Sensitive Biosensors Could Transform Diagnostics
NSF Grant Funds Search for Breakthrough Using Silicon Nanowire Technology
Jul. 26, 2010
UT Dallas nanotechnology researcher Walter Hu has received a $400,000 grant to develop an innovative and manufacturable nanoelectronic biochip that can detect individual molecules.
“The motivation for this project came from a growing synergy between biology and electronics,” said Hu, an assistant professor of electrical engineering in the Erik Jonsson School of Engineering and Computer Science.
“In the long run, improved electronic sensors could have a considerable impact on a wide-range of disease diagnostics, in particular for point of care or future home diagnostics, overcoming the limitations of today’s optical sensors, which require bulky and expensive equipment, complex sample preparation and long processing times,” he added.
Funding comes from the National Science Foundation (NSF), which accorded Hu one of its prestigious Faculty Early Career Development (CAREER) Awards, the fourth received by UT Dallas engineering and computer science faculty in the past two years.

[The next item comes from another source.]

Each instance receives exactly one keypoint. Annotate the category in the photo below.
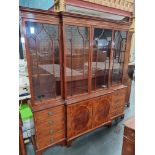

Hu’s team aims to develop a comprehensive understanding of electronic biosensing mechanisms, sensitivity and bio/non-bio interfaces down to the single-molecule level using silicon nanowire technology incorporated into standard semiconductor electronics.
“We’re investigating two basic performances for these silicon nanowires: the sensitivity and the selectivity of the sensor,” Hu said. “For example, if you’re trying to detect cancer at its early stage, the targets related to it have a very low concentration in blood. That requires the biosensor to be extremely small so it can be highly sensitive. The ultimate in sensitivity is the ability to detect a single molecule. At the same time, because you have a lot of other substances in a blood sample, you want to make your sensor selective enough so that you pick up the right target.”
Hu hopes his research will also make an important contribution to nanotechnology education. One unique feature of the educational component he proposed to the NSF was to deliver biosensing discovery kits based on the results of the project’s research. These kits could be mass-produced and distributed to K-12 schools and community colleges.
“The learning curve on these simplified and inexpensive learning kits would be much less steep than starting from scratch in a lab,” Hu said. “Students who had access to them would be able to explore applied biotechnology much more readily than they are able to now.”
NSF CAREER awards are part of a highly selective program for junior faculty members who are considered likely to become leaders in their field.
“The CAREER program is extremely competitive, and this award recognizes Walter’s innovative research and his potential to become a top researcher,” said Mark W. Spong, dean of the Jonsson School and holder of the Lars Magnus Ericsson Chair in Electrical Engineering.
Hu’s project was jumpstarted two years ago with funding from Texas Instruments for collaborative work he performed with Dr. Jinming Gao and Dr. Baran Sumer at The University of Texas Southwestern Medical Center and Dr. Moon Kim at UT Dallas.
Dr. Walter Hu (right) with members of his research team (from left) graduate students Krutarth Trivedi and Suresh Regonda and postdoctoral research fellow Ruhai Tian.
The biosensors being explored would be able to identify an individual molecule, enabling detection of cancer and other diseases at an early stage in their development.